Many of these apparently high incomes are completely absorbed by high-cost upper middle class expenses.
Since the top 10% takes home 50% of all household income, it follows that this top slice has most of the discretionary cash, i.e. net income left after taxes, servicing debt and paying for essentials such as food, utilities and housing.
It also follows that the discretionary spending of the top 10% is supporting much of the economy that is dependent on discretionary spending: tourism, eating out, personal trainers, etc.
The top 10% includes the thin slice of Financial Oligarchy (top .01%) and the top 1%. This skews the income and wealth of the top 10%. But if we set aside the top 1%, the next 10% still earns the lion’s share of household income.
The top .1% can prop up Maserati sales and buy $5 million vacation homes, but there simply aren’t enough super-wealthy to support the U.S. economy. As for the top 1%, they can prop up the local Porsche dealership and pay dock fees at the yacht club, but there aren’t enough of them to support the entire economy, either: around 1.5 million qualify as top 1%.
So that leaves the upper-middle class, the roughly 12 million households that earn a disproportionate share of household income, with the task of spending enough discretionary cash to prop up an economy that depends heavily on consumer spending.

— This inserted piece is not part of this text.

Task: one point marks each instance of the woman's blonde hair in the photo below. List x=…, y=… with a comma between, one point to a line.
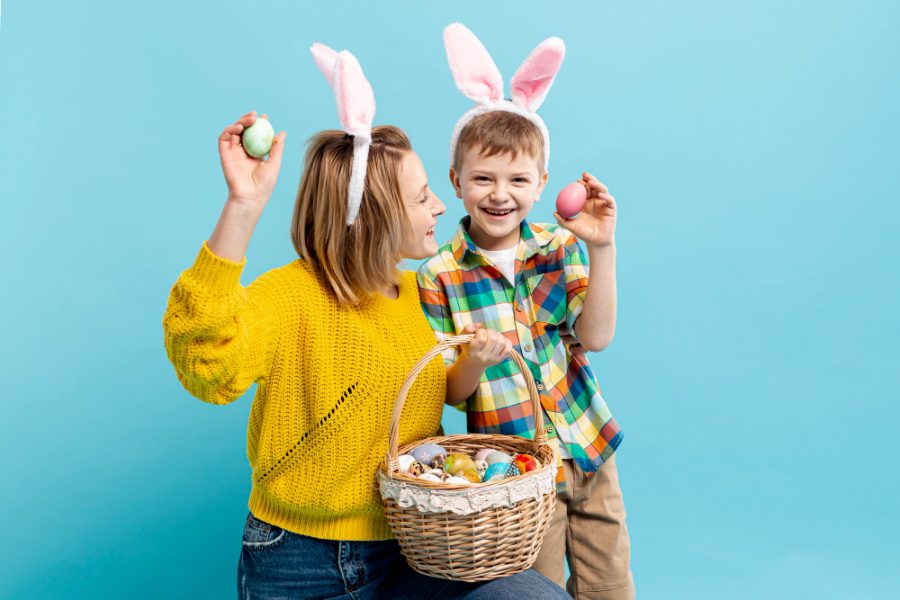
x=358, y=259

Many of these upper-middle class households are far more financially fragile than their substantial incomes suggest. The vast majority of these high-income households depend on two earners, each making substantial salaries, bonuses and benefits such as 401K retirement contributions.
Many of these apparently high incomes are completely absorbed by high-cost upper middle class expenses. $250,000 a year may look like a lot until you throw in a couple of kids attending private prep schools or college, healthcare costs that aren’t covered by insurance, an enormous mortgage and sky-high property taxes.